A: I guess you might call the following a "trick":
Lemma Let $D\subseteq \mathbb{C}$ be open and let $z_{0}\in D$.  Assume that $f$ is holomorphic in $D\setminus\{z_{0}\}$ and has a pole of order $m$ in $z_{0}$. Then
$$
Res_{z_{0}}(f)=\frac{1}{(m-1)!}\lim_{z\to z_{0}}((z-z_{0})^m f(z))^{(m-1)},
$$
where $((z-z_{0})^m f(z))^{(m-1)}$ means the $(m-1)-$th derivative of $(z-z_{0})^m f(z)$.
The proof is almost immediate: write down the Laurent development at $z_{0}$ of $f$ and look at what is $((z-z_{0})^m f(z))^{(m-1)}$ in terms of this development.
Now, apply the result to your case, with $f(z):=e^z/z^2$, which has a pole of order $2$ at $z_{0}=0$.
You might also find the following result useful:
Lemma Let $D\subseteq \mathbb{C}$ be open and let $z_{0}\in D$.  Assume that $g$ is holomorphic in $z_{0}$, while $f$ is holomorphic in $D\setminus\{z_{0}\}$ and has a simple pole in $z_{0}$. Then
$$
Res_{z_{0}}(fg)=g(z_{0})Res_{z_{0}}(f)
$$
Again, the proof of this fact is clear: write the Laurent development of $f$ and $g$ in $z_{0}$ and look at what is the term indexed by $-1$ in the Laurent development of $fg$.
A: If you have a function holomorphic on some annulus we have a Laurent expansion
$$f(z) = \sum_{n= \infty}^{\infty} a_n (z-z_0)^n$$
where
$$a_n = \frac{1}{2\pi i} \int_{\gamma} \frac{f(z)}{(z-z_0)^{n+1}}dz$$
where $\gamma$ is some closed curve in your annulus.
We have the the residue at $z_0$ is $Res_{z=z_0} f(z) = a_{-1}$. That is the residue is just the coefficient of $z^{-1}$ in our Laurent series.

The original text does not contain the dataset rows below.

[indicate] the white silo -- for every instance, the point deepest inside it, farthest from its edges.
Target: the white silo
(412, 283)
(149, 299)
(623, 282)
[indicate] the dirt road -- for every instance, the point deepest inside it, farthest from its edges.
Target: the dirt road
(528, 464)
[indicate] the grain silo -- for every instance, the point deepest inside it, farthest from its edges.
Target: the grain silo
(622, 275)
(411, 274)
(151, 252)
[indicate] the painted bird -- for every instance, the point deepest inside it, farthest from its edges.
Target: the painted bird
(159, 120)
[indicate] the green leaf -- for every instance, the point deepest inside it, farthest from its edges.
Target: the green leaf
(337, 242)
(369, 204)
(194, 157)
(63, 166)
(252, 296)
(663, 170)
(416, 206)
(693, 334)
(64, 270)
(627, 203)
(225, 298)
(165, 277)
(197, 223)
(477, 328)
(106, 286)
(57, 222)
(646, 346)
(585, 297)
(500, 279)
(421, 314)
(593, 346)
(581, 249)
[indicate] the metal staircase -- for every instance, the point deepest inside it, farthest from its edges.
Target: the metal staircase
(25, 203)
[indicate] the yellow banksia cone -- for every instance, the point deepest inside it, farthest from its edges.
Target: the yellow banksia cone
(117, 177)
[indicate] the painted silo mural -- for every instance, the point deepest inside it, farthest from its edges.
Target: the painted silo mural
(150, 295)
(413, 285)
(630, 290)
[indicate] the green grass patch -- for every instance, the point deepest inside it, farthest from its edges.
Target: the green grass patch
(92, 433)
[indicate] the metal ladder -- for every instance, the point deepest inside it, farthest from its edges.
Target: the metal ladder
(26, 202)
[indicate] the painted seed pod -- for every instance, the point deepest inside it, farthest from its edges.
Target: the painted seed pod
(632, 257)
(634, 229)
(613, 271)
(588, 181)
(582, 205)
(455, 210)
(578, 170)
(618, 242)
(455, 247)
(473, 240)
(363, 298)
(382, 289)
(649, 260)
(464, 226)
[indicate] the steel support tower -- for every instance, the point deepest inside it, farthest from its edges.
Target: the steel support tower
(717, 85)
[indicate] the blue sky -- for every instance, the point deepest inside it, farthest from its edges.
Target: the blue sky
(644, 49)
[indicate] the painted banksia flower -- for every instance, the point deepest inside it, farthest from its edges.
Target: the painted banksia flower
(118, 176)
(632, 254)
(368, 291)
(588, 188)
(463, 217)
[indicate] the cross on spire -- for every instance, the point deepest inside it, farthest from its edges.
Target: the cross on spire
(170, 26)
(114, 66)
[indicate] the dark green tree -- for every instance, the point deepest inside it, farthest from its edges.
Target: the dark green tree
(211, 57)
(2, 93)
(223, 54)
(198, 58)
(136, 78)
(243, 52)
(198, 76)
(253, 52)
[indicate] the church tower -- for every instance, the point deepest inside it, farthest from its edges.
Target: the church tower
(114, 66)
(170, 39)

We can thus compute the residue with the integral formula or find the Laurent series and look at the coffient $a_{-1}$.
So remember all the residue is a some coefficient in the Laurent series. Sometimes it is hard to compute the Laurent series center at a given point and the integral computation is better to do. Other times it is easier to just find the Laurent series, which it is in your cases as the other answers have pointed out.